ClickHouse Data Ingestion Pipelines

v20260423

clickhouse-webhooks-events

A comprehensive guide and implementation template for building robust data ingestion pipelines into ClickHouse. Supports multiple sources including HTTP webhooks (with batching), Kafka streams, S3, and direct SQL inserts. Demonstrates best practices for data handling, such as deduplication using ReplacingMergeTree and monitoring query logs, ensuring reliable, scalable data analytics.

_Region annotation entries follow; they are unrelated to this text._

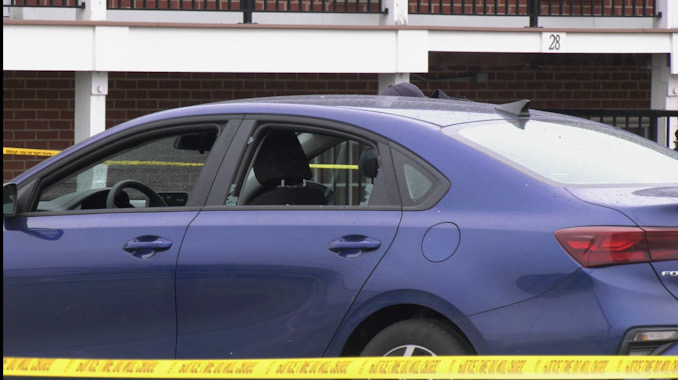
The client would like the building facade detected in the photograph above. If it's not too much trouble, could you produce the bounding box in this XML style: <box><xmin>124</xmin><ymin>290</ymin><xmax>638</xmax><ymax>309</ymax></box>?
<box><xmin>3</xmin><ymin>0</ymin><xmax>678</xmax><ymax>181</ymax></box>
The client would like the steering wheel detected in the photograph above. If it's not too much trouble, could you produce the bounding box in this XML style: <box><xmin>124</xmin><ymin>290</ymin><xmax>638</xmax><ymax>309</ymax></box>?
<box><xmin>106</xmin><ymin>179</ymin><xmax>167</xmax><ymax>208</ymax></box>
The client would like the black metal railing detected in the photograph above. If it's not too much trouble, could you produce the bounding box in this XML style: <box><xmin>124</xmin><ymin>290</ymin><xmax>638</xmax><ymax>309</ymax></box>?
<box><xmin>2</xmin><ymin>0</ymin><xmax>85</xmax><ymax>8</ymax></box>
<box><xmin>3</xmin><ymin>0</ymin><xmax>661</xmax><ymax>27</ymax></box>
<box><xmin>551</xmin><ymin>109</ymin><xmax>678</xmax><ymax>150</ymax></box>
<box><xmin>105</xmin><ymin>0</ymin><xmax>382</xmax><ymax>12</ymax></box>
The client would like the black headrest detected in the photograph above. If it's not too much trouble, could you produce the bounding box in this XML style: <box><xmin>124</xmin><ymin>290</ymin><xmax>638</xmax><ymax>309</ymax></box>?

ClickHouse Data Ingestion Kafka Webhooks OLAP Database ETL Streaming

Get Skill

248 downloads

Overview

ClickHouse Data Ingestion

Overview

Build data ingestion pipelines into ClickHouse from HTTP webhooks, Kafka, and streaming sources with proper batching, deduplication, and error handling.

Prerequisites

ClickHouse table with appropriate engine (see clickhouse-core-workflow-a)
@clickhouse/client connected

Instructions

Step 1: Webhook Receiver with Batched Inserts

import express from 'express';
import { createClient } from '@clickhouse/client';

const client = createClient({ url: process.env.CLICKHOUSE_HOST! });
const app = express();
app.use(express.json());

// Buffer for batching — ClickHouse hates one-row-at-a-time inserts
const buffer: Record<string, unknown>[] = [];
const BATCH_SIZE = 5_000;
const FLUSH_INTERVAL_MS = 5_000;

async function flushBuffer() {
  if (buffer.length === 0) return;
  const batch = buffer.splice(0, buffer.length);

  try {
    await client.insert({
      table: 'analytics.events',
      values: batch,
      format: 'JSONEachRow',
    });
    console.log(`Flushed ${batch.length} events to ClickHouse`);
  } catch (err) {
    console.error('Insert failed, re-queuing:', (err as Error).message);
    buffer.unshift(...batch);  // Put back at front for retry
  }
}

// Flush periodically
setInterval(flushBuffer, FLUSH_INTERVAL_MS);

// Webhook endpoint
app.post('/ingest', async (req, res) => {
  const events = Array.isArray(req.body) ? req.body : [req.body];

  for (const event of events) {
    buffer.push({
      event_type: event.type ?? 'unknown',
      user_id: event.userId ?? 0,
      properties: JSON.stringify(event.properties ?? {}),
      created_at: new Date().toISOString().replace('T', ' ').slice(0, 19),
    });
  }

  if (buffer.length >= BATCH_SIZE) {
    await flushBuffer();
  }

  res.status(202).json({ queued: events.length, buffer_size: buffer.length });
});

Step 2: Kafka Table Engine (Server-Side Ingestion)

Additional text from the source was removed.